Why the new US tariffs might benefit Chinese Ecommerce companies
Cross border ecommerce, mainly from Aliexpress.com and Wish, have exploded in recent years.
Ecommerce used to be, and still is, dominated by domestic players – but Chinese companies are increasingly selling directly B2C in the US, and other countries.
The result is an enormous influx of low value e-packets, counted in the tens of millions.
The customs authorities, and postal services, are not made for managing this influx. Hence, the result is that most e-packets are not taxed.
Chinese sellers are effectively selling B2C in the US, without the need to pay any import duties or other taxes.
You can’t blame them either.
This is the responsibility of the US customs, not foreign sellers.
In theory, it’s up to the importer to file a customs declaration if the value of the goods is less than $2000. In reality, nobody actually does this.
When was the last time you filled in complex customs clearance documents after buying a wallet from Aliexpress?
Still, US companies, importing from China, cannot avoid paying import duties.
Now that the rates might increase to as much as 25% for many products, it could become even harder for American businesses to compete against ‘Zero import duty’ online sellers in China.
This is so far a hypothetical scenario, but a very likely one if the tariffs are expanded to cover general consumer goods.
Why EU businesses might benefit from a US China trade war
The EU responded very harshly to the first tariff announcement in the US. The European Union is the largest export market for the United States, and certainly has the power to strike back.
If the trade war escalates between China and the United States, EU businesses will maintain access to both countries.
But, with less American competition in China, and less Chinese competition in the United States.
That said, many European companies are shipping directly from China to the United States these days. These companies will also be affected.
Tariffs are applied based on the origin of the product, not the nationality of the company director.

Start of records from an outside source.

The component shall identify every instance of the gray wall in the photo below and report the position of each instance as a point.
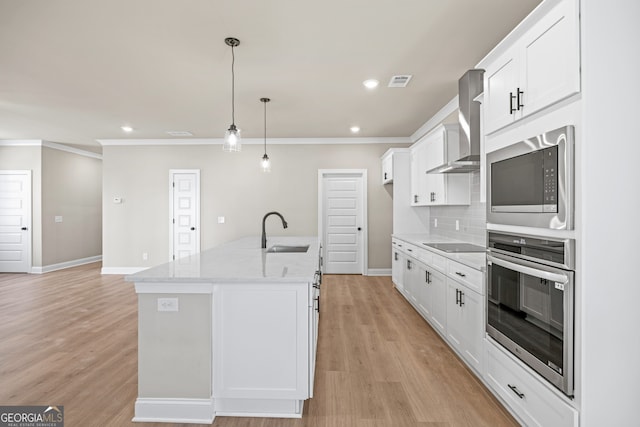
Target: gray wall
(233, 186)
(65, 184)
(71, 188)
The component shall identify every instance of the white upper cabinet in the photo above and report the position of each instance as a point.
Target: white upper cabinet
(541, 68)
(437, 189)
(419, 175)
(387, 167)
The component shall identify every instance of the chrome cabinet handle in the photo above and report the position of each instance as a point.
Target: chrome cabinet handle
(518, 99)
(554, 277)
(516, 391)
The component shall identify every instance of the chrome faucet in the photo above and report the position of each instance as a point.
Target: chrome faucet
(264, 234)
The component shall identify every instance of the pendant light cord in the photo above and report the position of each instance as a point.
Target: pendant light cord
(233, 88)
(265, 128)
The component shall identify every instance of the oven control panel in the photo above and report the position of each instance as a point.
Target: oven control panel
(550, 182)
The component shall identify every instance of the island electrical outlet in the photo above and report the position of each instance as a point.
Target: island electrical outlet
(167, 304)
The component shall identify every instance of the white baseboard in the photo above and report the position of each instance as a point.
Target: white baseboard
(379, 272)
(121, 270)
(66, 264)
(192, 411)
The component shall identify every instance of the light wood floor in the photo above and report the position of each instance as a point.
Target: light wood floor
(70, 338)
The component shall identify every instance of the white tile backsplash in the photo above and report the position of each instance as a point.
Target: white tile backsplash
(473, 218)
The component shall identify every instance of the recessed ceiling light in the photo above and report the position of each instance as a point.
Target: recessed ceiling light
(179, 133)
(371, 83)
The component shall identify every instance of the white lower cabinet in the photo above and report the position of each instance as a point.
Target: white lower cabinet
(397, 266)
(465, 322)
(449, 295)
(434, 296)
(531, 401)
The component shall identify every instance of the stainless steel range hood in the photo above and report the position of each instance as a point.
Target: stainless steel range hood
(470, 86)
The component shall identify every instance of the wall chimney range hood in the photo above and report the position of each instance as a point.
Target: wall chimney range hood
(470, 86)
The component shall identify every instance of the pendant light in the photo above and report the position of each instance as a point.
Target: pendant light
(232, 135)
(266, 163)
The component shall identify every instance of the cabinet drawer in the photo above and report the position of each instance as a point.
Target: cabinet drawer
(468, 276)
(528, 398)
(411, 249)
(438, 262)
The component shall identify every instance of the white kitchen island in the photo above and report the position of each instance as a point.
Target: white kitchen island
(228, 332)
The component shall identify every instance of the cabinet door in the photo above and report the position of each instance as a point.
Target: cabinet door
(435, 150)
(422, 290)
(387, 169)
(465, 323)
(438, 298)
(436, 189)
(397, 269)
(418, 176)
(551, 58)
(500, 84)
(473, 328)
(411, 280)
(455, 319)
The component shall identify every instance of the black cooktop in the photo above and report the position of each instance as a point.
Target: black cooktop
(456, 247)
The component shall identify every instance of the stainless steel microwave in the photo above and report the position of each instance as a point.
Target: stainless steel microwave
(531, 182)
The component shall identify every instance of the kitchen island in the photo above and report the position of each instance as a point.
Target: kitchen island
(231, 331)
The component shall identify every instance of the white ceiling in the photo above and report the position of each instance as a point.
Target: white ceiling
(74, 71)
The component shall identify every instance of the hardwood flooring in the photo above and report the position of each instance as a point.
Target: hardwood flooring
(70, 338)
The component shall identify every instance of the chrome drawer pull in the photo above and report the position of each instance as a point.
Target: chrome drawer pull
(515, 390)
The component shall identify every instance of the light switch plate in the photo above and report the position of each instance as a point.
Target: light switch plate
(168, 304)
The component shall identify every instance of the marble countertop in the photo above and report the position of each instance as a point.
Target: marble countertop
(475, 260)
(240, 261)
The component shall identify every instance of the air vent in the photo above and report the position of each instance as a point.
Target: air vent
(179, 133)
(400, 81)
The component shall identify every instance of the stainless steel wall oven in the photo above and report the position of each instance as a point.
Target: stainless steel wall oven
(530, 302)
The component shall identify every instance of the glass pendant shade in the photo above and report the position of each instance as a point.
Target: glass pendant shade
(265, 163)
(232, 135)
(232, 140)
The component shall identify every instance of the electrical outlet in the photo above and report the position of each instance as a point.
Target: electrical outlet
(167, 304)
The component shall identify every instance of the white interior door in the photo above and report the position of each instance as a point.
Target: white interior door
(185, 213)
(343, 225)
(15, 221)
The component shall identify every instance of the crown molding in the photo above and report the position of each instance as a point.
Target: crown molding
(256, 141)
(48, 144)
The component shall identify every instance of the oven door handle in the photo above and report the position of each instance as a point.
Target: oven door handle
(554, 277)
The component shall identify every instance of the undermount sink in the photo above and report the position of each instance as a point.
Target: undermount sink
(287, 248)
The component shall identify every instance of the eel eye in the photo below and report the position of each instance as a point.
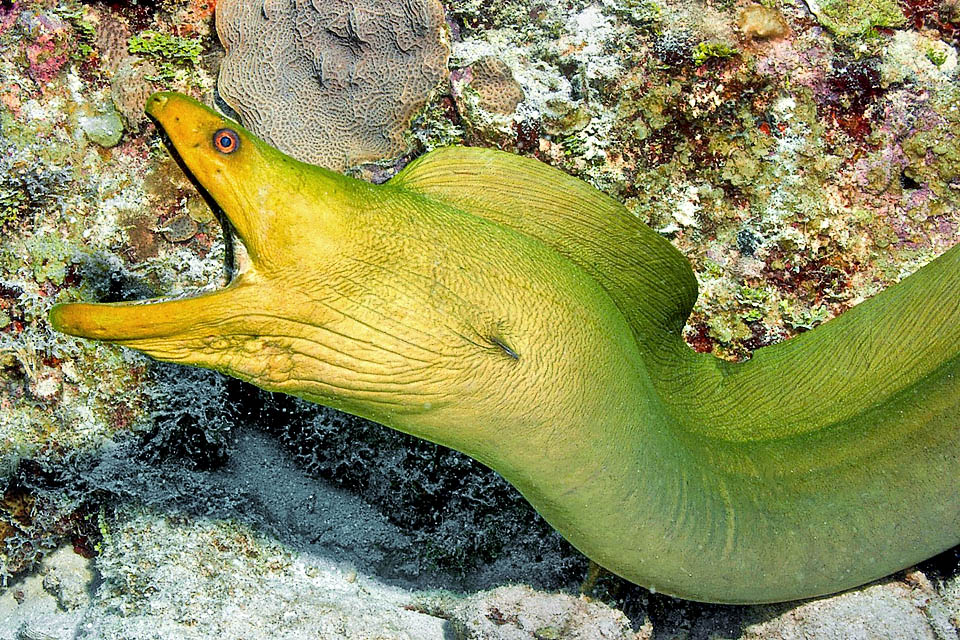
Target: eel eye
(226, 140)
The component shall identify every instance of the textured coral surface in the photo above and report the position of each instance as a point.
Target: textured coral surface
(802, 155)
(331, 82)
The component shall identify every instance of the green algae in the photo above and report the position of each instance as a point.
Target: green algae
(849, 19)
(705, 51)
(170, 53)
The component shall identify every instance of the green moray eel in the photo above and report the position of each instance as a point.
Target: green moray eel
(492, 304)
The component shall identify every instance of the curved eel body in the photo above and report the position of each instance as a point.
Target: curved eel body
(495, 305)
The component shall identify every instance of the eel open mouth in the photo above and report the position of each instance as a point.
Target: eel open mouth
(187, 129)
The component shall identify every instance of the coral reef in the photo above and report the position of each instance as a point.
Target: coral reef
(800, 174)
(331, 83)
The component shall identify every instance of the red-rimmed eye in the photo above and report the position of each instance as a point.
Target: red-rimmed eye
(226, 140)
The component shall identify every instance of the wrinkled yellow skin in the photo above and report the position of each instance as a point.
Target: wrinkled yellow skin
(497, 306)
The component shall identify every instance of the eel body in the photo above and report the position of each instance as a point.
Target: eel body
(495, 305)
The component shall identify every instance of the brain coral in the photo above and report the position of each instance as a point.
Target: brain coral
(331, 82)
(495, 85)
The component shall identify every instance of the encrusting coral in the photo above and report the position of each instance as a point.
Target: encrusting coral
(331, 83)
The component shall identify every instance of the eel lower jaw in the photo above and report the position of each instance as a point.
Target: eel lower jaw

A trade war could drive more importers to buy from Vietnam and India
If the 25% duty rates apply to consumer goods, we will likely see a major boost for suppliers based in Vietnam and India.

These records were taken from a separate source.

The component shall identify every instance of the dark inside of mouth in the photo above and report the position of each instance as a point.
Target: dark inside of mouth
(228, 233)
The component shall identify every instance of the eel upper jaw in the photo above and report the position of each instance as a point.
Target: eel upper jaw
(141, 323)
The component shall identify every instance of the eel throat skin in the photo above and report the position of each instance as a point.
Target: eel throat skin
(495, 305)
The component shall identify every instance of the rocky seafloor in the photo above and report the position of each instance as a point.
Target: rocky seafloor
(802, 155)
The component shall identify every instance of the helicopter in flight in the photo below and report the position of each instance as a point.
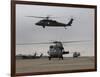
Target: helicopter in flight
(57, 49)
(46, 21)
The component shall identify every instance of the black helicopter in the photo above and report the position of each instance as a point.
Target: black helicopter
(57, 50)
(46, 21)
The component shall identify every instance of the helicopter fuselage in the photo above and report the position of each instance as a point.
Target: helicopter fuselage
(52, 23)
(56, 51)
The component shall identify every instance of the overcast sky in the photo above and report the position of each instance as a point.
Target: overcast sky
(27, 32)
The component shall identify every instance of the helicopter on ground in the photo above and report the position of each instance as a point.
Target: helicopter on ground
(46, 21)
(57, 49)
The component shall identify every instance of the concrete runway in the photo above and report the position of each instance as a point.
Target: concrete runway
(44, 65)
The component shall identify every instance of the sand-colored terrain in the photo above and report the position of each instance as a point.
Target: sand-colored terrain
(44, 65)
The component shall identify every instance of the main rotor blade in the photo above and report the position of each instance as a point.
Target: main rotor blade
(36, 16)
(75, 41)
(34, 43)
(43, 17)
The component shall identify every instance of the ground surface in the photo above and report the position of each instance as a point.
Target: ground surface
(44, 65)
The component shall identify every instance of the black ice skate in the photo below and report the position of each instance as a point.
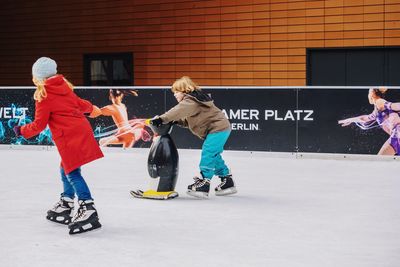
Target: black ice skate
(226, 187)
(200, 188)
(85, 219)
(61, 212)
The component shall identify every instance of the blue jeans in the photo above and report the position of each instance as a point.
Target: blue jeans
(211, 162)
(75, 184)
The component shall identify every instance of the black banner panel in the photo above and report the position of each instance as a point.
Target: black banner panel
(262, 119)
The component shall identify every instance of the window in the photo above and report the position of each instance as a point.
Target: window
(108, 69)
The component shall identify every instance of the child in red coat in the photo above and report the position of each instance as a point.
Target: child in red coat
(60, 108)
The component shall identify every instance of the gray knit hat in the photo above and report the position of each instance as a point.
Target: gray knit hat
(44, 68)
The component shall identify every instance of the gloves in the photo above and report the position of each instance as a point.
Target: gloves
(157, 121)
(17, 131)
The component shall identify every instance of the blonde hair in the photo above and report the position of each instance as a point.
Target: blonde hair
(184, 85)
(40, 92)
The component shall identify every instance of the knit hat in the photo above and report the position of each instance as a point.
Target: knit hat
(44, 68)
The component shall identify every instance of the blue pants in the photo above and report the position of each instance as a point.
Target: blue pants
(211, 162)
(75, 184)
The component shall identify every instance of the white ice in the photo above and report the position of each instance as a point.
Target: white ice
(288, 212)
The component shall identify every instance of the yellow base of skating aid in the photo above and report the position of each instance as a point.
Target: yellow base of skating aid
(151, 194)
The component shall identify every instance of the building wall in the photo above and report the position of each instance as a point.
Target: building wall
(218, 42)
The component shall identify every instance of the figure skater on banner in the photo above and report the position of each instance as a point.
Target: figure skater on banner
(128, 132)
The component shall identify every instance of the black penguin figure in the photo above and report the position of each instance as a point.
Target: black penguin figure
(162, 165)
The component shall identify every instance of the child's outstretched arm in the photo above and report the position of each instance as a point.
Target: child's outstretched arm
(95, 112)
(84, 105)
(42, 114)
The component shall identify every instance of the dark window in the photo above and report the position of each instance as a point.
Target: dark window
(108, 69)
(353, 67)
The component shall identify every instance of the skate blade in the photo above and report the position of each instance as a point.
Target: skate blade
(85, 228)
(197, 194)
(228, 191)
(151, 194)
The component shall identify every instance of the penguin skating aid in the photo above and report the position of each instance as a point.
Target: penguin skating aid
(162, 166)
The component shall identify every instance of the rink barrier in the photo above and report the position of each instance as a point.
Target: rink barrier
(287, 119)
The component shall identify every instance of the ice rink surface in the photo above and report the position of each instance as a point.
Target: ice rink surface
(288, 212)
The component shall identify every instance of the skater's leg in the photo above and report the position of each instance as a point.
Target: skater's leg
(211, 150)
(211, 159)
(78, 183)
(220, 167)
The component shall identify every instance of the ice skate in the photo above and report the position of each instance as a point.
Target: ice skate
(85, 219)
(200, 188)
(151, 194)
(226, 187)
(61, 212)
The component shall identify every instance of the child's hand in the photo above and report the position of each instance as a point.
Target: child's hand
(95, 112)
(156, 122)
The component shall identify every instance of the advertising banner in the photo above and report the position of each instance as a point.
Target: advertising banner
(262, 119)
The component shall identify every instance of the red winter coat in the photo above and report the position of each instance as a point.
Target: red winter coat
(64, 112)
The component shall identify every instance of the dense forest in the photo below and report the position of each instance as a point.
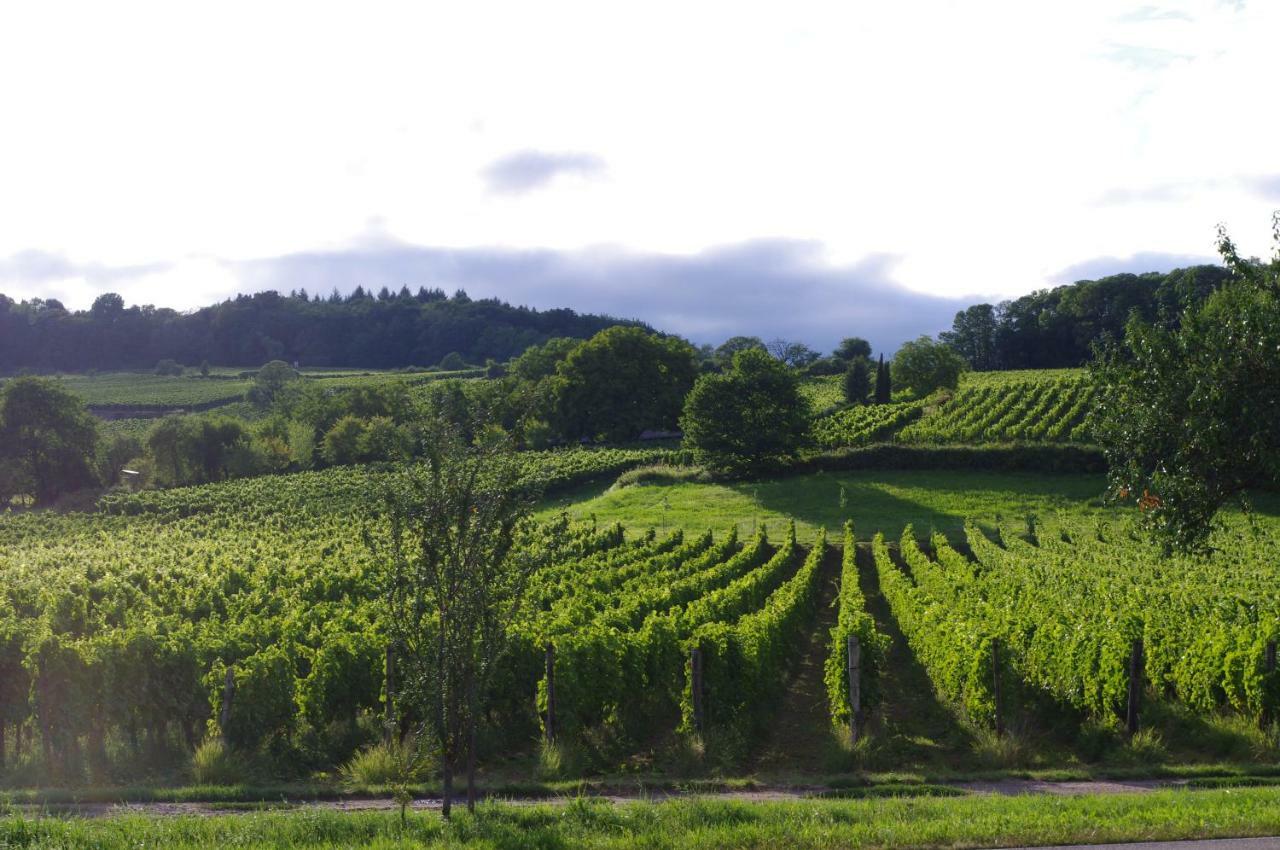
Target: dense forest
(1056, 328)
(383, 330)
(1046, 329)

These two countries are currently the fastest growing exporters in the world, and are finally starting to catch with China in some of the following industries:
- Consumer Electronics
They still have a long way to go, but I bet that many investors, perhaps even Chinese suppliers, are looking for alternative manufacturing countries.
It should also be noted that China has large ecosystem of domestic and foreign owned manufacturers and service providers. Ho Chi Minh City or Mumbai cannot become a ‘New Shenzhen’ overnight. This is a process that will take at least 5 to 10 years. Possibly even longer.
Many importers will still be stuck with their Chinese manufacturers, simply because there are no alternatives for many product categories.
For some products, increased ‘China tariffs’ will only have a negative impact on US consumers, while the same manufacturing jobs still remains in Asia.
But the US government knows this, which is why I’m betting that tariffs will not be levied on consumer products.
What happens next? Possibly nothing.
The US wants to open the Chinese market for its own companies, and China is trying to defend its own exporters at the same time.
But remember that nothing is final.
While I think that the US will not back down and accept the current trade status quo, I doubt that this will lead to a trade war.
But it should also be mentioned that China is actually a lot more open to US companies than, for example, Japan was at the same level of development (or even much later).
Or, the way that India or Indonesia is mostly off limits even today.
The same can also be said about non-tariff trade obstacles in Thailand, which, unlike China, doesn’t even allow foreign owned companies.
Yes, China is bigger. It makes a larger impact. But at the same time there are countries that are far, far worse when it comes to discriminating against US exporters.
Let’s see what will come. But for now, the average importer got nothing to worry about.